Chuck Berry, “Johnny B. Goode” (Chess, 1958): As much as any of the creators of rock ’n’ roll, Chuck Berry provided this enduring idiom with its basic components, all the things we take for granted a half century later, simply because they’re so fundamental. He homed in on the beat; Keith Richards has dubbed him “rhythm supreme.” He created the guitar riff on which all succeeding ones are based. He even came up with rock’s basic instrumentation: guitar, piano, bass and drums. But Berry is also primarily responsible for the intangible ingredient that separates rock ’n’ roll from all other art forms—swagger. To watch this strapping figure brandishing his Gibson like a machine gun as he duck-walks across the stage is to know what rock ’n’ roll looks like. By the time he came up with this driving, myth-making roust, the writer/artist had his formula down—a guitar riff “like a-ringin’ a bell,” a galloping groove, and an unfolding storyline involving a girl, a set of wheels, and raging hormones. The lyric was based on a Muddy Waters line he couldn’t get out of his head, “Going down in Louisiana, way down behind the sun,” combined with his father’s recollections of New Orleans, “and the thrill of seeing my black name posted all over town in one of the cities they brought the slaves through.”

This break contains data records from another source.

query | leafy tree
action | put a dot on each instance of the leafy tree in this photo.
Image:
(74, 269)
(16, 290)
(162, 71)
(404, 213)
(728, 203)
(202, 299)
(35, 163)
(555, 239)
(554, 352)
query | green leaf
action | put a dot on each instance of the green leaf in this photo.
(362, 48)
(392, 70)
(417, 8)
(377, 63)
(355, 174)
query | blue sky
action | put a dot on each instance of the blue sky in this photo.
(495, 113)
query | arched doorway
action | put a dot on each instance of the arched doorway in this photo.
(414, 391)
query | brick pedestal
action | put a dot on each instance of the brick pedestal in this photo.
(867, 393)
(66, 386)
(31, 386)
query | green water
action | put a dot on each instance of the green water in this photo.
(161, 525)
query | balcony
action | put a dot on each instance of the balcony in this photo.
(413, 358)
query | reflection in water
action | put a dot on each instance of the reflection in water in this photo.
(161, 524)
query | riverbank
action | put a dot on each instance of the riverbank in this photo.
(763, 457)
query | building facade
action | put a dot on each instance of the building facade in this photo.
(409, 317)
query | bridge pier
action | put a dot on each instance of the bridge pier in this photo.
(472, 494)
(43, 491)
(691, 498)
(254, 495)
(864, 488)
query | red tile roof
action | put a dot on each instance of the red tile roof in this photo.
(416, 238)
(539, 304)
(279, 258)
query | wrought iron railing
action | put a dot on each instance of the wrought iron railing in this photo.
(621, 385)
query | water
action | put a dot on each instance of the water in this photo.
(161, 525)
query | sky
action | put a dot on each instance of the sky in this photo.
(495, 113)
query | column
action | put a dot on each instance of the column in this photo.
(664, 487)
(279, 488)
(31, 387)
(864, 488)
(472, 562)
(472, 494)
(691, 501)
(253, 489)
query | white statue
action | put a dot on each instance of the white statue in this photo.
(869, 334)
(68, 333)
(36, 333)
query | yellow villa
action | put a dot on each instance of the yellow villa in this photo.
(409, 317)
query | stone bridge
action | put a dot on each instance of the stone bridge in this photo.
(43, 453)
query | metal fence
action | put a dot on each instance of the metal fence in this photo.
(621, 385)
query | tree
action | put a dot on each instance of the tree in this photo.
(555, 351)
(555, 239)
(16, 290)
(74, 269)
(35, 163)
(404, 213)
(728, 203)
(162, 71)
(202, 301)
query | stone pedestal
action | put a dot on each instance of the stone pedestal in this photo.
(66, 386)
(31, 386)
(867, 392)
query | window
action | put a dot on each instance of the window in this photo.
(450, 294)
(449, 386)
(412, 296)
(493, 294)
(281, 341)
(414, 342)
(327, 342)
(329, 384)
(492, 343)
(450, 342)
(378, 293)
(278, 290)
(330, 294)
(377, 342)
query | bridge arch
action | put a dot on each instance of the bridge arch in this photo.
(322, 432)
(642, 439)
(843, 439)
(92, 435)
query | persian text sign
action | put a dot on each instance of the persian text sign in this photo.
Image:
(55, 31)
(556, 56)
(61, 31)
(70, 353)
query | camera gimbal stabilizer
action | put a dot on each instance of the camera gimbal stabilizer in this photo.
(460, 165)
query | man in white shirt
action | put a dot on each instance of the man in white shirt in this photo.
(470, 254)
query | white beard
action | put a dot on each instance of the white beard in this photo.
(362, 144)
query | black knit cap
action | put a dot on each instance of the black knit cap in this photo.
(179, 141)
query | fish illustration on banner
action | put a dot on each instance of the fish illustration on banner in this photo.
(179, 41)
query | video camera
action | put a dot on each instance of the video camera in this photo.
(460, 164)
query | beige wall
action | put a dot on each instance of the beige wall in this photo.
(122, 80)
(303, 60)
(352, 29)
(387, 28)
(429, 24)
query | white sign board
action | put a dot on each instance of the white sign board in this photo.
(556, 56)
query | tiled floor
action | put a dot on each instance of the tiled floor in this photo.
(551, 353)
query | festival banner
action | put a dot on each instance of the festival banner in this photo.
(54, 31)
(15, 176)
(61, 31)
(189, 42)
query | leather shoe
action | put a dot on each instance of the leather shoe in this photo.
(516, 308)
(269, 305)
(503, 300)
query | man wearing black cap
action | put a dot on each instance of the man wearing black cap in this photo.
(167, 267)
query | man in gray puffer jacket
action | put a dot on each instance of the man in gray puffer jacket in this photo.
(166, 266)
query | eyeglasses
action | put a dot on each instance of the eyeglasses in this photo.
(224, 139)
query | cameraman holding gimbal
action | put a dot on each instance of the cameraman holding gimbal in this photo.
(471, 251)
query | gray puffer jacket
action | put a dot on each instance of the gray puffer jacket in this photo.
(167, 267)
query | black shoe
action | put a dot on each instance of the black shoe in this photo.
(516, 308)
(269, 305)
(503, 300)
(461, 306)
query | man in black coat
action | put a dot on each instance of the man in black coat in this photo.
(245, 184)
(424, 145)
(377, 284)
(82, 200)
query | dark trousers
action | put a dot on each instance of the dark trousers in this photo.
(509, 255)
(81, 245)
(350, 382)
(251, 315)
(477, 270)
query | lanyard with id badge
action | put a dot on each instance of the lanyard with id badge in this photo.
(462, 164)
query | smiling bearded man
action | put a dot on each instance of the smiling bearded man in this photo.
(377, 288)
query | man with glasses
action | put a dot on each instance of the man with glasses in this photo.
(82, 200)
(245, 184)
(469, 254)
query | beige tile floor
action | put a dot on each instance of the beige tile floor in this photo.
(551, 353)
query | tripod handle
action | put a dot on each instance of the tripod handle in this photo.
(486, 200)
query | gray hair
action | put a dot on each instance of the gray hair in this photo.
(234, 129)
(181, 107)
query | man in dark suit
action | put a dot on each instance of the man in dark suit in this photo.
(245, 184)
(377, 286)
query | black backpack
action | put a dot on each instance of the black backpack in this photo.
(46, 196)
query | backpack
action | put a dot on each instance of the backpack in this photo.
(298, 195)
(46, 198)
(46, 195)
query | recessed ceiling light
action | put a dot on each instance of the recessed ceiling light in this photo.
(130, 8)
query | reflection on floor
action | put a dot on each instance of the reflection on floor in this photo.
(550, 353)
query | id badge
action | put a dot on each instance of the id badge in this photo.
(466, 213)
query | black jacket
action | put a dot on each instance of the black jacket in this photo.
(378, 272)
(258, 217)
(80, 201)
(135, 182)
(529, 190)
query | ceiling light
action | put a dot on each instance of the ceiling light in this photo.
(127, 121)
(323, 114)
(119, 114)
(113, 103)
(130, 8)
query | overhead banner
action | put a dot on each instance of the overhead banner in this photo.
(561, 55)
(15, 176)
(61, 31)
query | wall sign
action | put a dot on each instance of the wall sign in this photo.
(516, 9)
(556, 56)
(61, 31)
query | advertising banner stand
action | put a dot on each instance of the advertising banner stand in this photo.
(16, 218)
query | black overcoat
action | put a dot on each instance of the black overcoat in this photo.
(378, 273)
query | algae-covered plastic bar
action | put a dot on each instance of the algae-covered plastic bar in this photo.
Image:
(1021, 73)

John Coltrane, “Giant Steps” (Atlantic, 1959): While playing with Miles Davis in the trailblazing band that recorded the modal classic Kind of Blue, Coltrane entered his “sheets of sound” period, launching heady, extended solos, whose length at one point prompted Miles to confront him. “It took that long to get it all in,” Coltrane explained. Fresh from Miles’ band, Trane was signed by Atlantic’s Nesuhi Ertegun, who encouraged further explorations from the innovative musician. For his Atlantic debut, Trane recorded seven originals using several Kind of Blue players—including the title song, a metaphysical ballad—and launched himself into the ozone of improvisation. From the watershed Giant Steps until his death in 1967, the tenor sax shaman engaged in a furious, and virtually unprecedented, stretch of envelope shredding. His influence extended into rock, from The Byrds’ “Eight Miles High” to The Grateful Dead’s archetypal jams.

Barrett Strong, “Money (That’s What I Want)” (Anna, 1959): With its shredded vocal howling over a Ray Charles-inspired boogie-woogie arrangement, “Money” was at once a working man’s lament and a blast of inner-city defiance. For co-writer Berry Gordy, though, it was the sound of money—literally. The very first record cut at Gordy’s Hitsville USA, “Money” went #2 R&B, providing him with setup funds for his Tamla/Motown label. Strong gave up performing to hook up with Norman Whitfield—together, they wrote and produced a brace of Motown classics—but “Money” was the record that foreshadowed a sweeping change that would transform mainstream music in the 1960s and beyond.